Would Acronis be a good program to use if I'm going to clean my HD,
instead of backing up files on CDs?
I use Roxio, and cannot for the life of me figure out how to put
in a CD with say A-D files on it, and add anything new to it
without replicating those already burned.
Also, it take 3-6 CDs, and right now I want to back up my C Drive
(only one I use for documents) and do it daily, instead of now and
then. How do I accomplish this easy backup on a daily basis?

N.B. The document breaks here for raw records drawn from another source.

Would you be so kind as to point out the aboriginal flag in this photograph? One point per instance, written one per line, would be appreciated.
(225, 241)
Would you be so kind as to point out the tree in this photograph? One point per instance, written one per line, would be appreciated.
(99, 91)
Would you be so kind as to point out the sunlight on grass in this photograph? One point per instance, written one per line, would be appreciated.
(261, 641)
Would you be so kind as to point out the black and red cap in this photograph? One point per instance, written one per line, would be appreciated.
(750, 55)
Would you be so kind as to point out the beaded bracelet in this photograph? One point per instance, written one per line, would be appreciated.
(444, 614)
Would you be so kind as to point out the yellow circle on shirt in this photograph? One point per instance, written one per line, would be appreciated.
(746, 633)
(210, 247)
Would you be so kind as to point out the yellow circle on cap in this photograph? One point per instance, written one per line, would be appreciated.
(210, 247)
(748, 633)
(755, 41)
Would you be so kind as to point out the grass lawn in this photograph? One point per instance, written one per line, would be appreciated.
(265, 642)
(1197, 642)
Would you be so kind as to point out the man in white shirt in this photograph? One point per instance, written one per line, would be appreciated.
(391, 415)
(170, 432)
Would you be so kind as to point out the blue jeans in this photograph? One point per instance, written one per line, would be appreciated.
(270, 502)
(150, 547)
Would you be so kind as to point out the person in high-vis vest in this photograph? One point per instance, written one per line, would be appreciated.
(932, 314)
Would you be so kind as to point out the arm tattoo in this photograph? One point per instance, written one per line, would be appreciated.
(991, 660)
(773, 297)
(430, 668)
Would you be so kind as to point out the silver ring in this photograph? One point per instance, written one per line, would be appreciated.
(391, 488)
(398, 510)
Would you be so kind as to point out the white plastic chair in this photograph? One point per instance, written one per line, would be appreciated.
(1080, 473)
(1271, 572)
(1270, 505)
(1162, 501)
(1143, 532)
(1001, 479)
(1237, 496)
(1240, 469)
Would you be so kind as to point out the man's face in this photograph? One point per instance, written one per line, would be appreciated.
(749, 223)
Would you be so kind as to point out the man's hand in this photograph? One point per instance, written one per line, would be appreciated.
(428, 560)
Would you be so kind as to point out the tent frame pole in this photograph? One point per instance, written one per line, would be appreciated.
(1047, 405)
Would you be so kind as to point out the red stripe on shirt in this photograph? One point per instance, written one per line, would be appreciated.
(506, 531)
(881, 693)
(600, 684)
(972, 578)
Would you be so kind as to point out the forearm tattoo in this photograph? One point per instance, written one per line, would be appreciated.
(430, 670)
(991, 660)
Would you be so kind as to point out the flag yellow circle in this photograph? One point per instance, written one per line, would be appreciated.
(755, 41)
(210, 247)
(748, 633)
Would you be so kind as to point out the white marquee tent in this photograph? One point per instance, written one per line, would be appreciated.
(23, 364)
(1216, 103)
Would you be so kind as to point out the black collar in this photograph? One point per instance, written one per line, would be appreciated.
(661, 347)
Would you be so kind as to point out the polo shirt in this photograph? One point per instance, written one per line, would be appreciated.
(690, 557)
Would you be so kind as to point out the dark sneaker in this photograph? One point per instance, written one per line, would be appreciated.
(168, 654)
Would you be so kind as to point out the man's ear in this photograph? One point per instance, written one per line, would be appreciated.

I just ran 'xcopy /e /c /h /o c: h: and it copies everything
I had from drive c to h.
Not exactly.
My question now is, did it copy anything that was needed to boot
that drive to the mbr or whereever, so that if I tried to boot
from drive H (this is a separate physical drive) that it would
in fact boot?
Nope. Xcopy isn't capable of doing this.
I have the feeling even though xcopy is a great thing it misses
those tiny things that will permit a new drive to boot up after
a current system was transferred to it.
Critical boot files in precise locations aren't actually tiny
things. Xcopy is simply the wrong tool.
Any comments guys on what I did? Perhaps there is a better way
but I thought that where I have this second drive already
mounted in the computer and it would take the place of the old
drive, why not xcopy everything over from one to the other??
Did I do wrong..??
You need to use a disk cloning utility, which will copy *all* of
the files including the ones you do not have access to, and put
the critical boot files in the precise locations they need to be.
I use Acronis True Image with good success, and it has a free
15-day trial.
http://www.acronis.com/
And as a bonus, you'll probably find that cloning/imaging takes
significantly less time than running xcopy, sometimes hours less.